The current director penalty regime makes a director liable to a tax penalty where an amount withheld under the PAYG regime (such as tax withheld from employee wages) is not paid to the ATO. The penalty imposed is equal to the amount withheld but not paid. The debt previously could not be recovered from the director by the ATO until a Director Penalty Notice (DPN) had been issued and expired without the director taking up one of the three available options, including the payment of debt, liquidation or administration of the company, within the 21 day action period.
What are the changes?
The new law extends the current director penalties to:
- Now include unpaid superannuation obligations;
- Remove the ability for a director to discharge a director penalty by placing the company into voluntary administration or liquidation where the PAYG Withholding or superannuation guarantee charge amounts remain unpaid and unreported 3 months after their due date;
- Deny directors and in certain circumstances, associates of directors, the ability to claim personal tax credits if the company has failed to pay amounts withheld.

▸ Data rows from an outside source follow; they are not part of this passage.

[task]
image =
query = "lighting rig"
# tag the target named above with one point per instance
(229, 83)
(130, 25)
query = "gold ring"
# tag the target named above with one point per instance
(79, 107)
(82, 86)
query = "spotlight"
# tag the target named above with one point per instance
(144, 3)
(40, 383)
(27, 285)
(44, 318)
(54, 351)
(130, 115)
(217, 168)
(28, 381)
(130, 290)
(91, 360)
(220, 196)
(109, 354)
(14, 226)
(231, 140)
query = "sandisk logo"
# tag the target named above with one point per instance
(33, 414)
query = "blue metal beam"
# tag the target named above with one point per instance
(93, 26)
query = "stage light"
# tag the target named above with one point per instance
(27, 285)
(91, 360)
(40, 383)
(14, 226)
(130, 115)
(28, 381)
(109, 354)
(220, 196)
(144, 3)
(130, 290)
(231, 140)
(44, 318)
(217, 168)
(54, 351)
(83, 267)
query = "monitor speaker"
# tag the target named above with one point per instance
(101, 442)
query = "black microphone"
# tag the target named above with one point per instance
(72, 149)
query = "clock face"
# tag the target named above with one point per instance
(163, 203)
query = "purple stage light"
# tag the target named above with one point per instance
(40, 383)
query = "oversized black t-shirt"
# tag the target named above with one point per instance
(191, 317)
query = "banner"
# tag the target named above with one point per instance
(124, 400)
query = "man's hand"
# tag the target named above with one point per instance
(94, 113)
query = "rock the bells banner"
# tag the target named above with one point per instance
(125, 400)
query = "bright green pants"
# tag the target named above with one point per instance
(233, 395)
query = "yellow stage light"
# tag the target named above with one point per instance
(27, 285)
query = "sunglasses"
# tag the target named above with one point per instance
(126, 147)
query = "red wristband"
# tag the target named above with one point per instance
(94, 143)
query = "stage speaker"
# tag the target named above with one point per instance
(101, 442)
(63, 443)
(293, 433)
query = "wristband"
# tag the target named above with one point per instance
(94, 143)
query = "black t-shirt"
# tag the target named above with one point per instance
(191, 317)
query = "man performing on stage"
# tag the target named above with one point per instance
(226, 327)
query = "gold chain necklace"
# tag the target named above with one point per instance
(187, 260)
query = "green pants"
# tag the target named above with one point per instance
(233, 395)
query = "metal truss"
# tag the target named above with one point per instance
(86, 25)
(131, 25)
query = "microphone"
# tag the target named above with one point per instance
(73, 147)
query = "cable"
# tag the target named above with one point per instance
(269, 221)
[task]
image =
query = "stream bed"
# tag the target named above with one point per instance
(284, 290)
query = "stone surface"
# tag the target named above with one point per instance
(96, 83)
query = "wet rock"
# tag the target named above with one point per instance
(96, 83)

If the company entered an insolvency administration or liquidation prior to the commencement of the legislation, any director penalties (aside from those already subject to a DPN issued more than 21 days previously), would have been extinguished, and so they would not have been affected by the 3-month ‘lockdown measure’.
These director penalties are effectively extinguished in those circumstances. It is important to appreciate that this ‘lockdown’ measure applies on a lodgment-by-lodgment basis. Lodging one BAS return more than 3 months late does not lead to automatic personal liability for directors for all outstanding PAYG debts.
Lodging one BAS return more than 3 months late does not lead to automatic personal liability for directors for all outstanding PAYG debts.
It would appear however that where a PAYG liability, arising out of say a 2008 tax year, has not been reported within 3 months of its due date, and has never been paid (and where the company did not enter into insolvency administration prior to 30 June 2012), the associate director penalty will no longer be able to be remitted by the company’s director placing the company into voluntary administration or liquidation.
The only real option that will remain is for either the company or its director (personally) to pay the amount due under the DPN.
How does this affect me?
Under this new regime, it is more imperative that directors act promptly to deal with their company’s affairs once it may be insolvent, given that if the company is more than 3 months in arrears, then its payment and lodgment obligations, the DPN cannot be avoided by the appointment of a voluntary administrator or liquidator.
Personal liability for directors will be minimised by ensuring all lodgements are made within 3 months of their due date. Directors will retain their ability to avoid personal liability by acting to appoint a voluntary administrator or liquidator within 21 days of the date of the DPN, only if all the lodgements had been made within the 3 months of their due date.